Jones says Tulane and its community liaison work closely with neighborhood groups to resolve issues on the project and serve as the go-between with Woodward. The contractors and school meet biweekly to address not only construction updates but also current issues with the neighborhood.

"It has been tough [on Woodward]. There's no secret that it's a constrained site … and they have [had] to adjust days and hours of work," she says.

Overtime, prefab, scheduling

Initial delays and the approaching football season put more pressure on the contractor to get the job done in a shorter time frame than initially planned. Woodward addressed the challenge by tightening its scheduling, using more overtime and incorporating some prefab design. Because the university was still receiving donations after the groundbreaking, there were a number of changes and additions during construction.

Delays in starting the project, including changes in design based on input from neighbors, raised the project cost by about $3 million, Jones says.

Because of space and time limitations, Woodward made a great effort to sequence the work as efficiently as possible. With little laydown space, crews utilized the field itself and built the stadium around it. They also left out a small section in the stadium wall to accommodate large machinery. Woodward had to synchronize scheduling work precisely with material arrivals to minimize clutter.

"We had to do a lot of up-front planning on how we were going to get those materials in and how we were going to be able to work three or four steel erection crews simultaneously," he says.

Some parts of the stadium also tied into existing office buildings, requiring crews to work closely with the university to schedule closures. Stormwater drainage was another important issue. One of the first parts of the project entailed constructing a 60,000-cu-ft stormwater detention system just outside the stadium. All the drainage from the stadium and surrounding campus is piped into an underground holding area, then pumped into the city's main system.

"We put in the stormwater detention system, then built the practice field on top. It helps drain not only the field but also this side of the campus," says Flower.

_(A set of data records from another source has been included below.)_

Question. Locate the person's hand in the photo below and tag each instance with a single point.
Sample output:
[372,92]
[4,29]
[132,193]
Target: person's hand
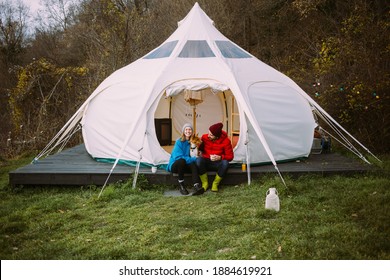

At peak construction, up to 200 workers were on site. Woodward is using more than two dozen subcontractors on the project, including Durr Heavy Construction and MCC Group. Georgia-based UBU Sports is installing the field. UBU CEO Mark Nicholls says Tulane took an extraordinary amount of time reviewing the field layout and finding the right product and design. They ultimately selected the UBU Speed Series S5-M, a synthetic turf engineered with Harmony silt-film fiber and a 70% rubber/30% sand-infill ratio.

Nicholls says Woodward was instructed to provide the appropriate base and slope for the field. The area required enough drainage to handle a 100-year storm and meet certain specs for compactability and planarity. Turf installation, which started in mid-July, typically takes 21 days from start to finish, says Nicholls. The turf is manufactured at the firm's facility in Dalton, Ga., trucked to the site, then rolled out in segments and sewn into place. The finished field will have 2.5 in. of grass-plate fiber with 1.75 in. of rubber infill.

"There is a significant amount of craftsmanship involved in building one of these fields. While many people can build a run-of-the-mill high-school field, this is a higher level," he says.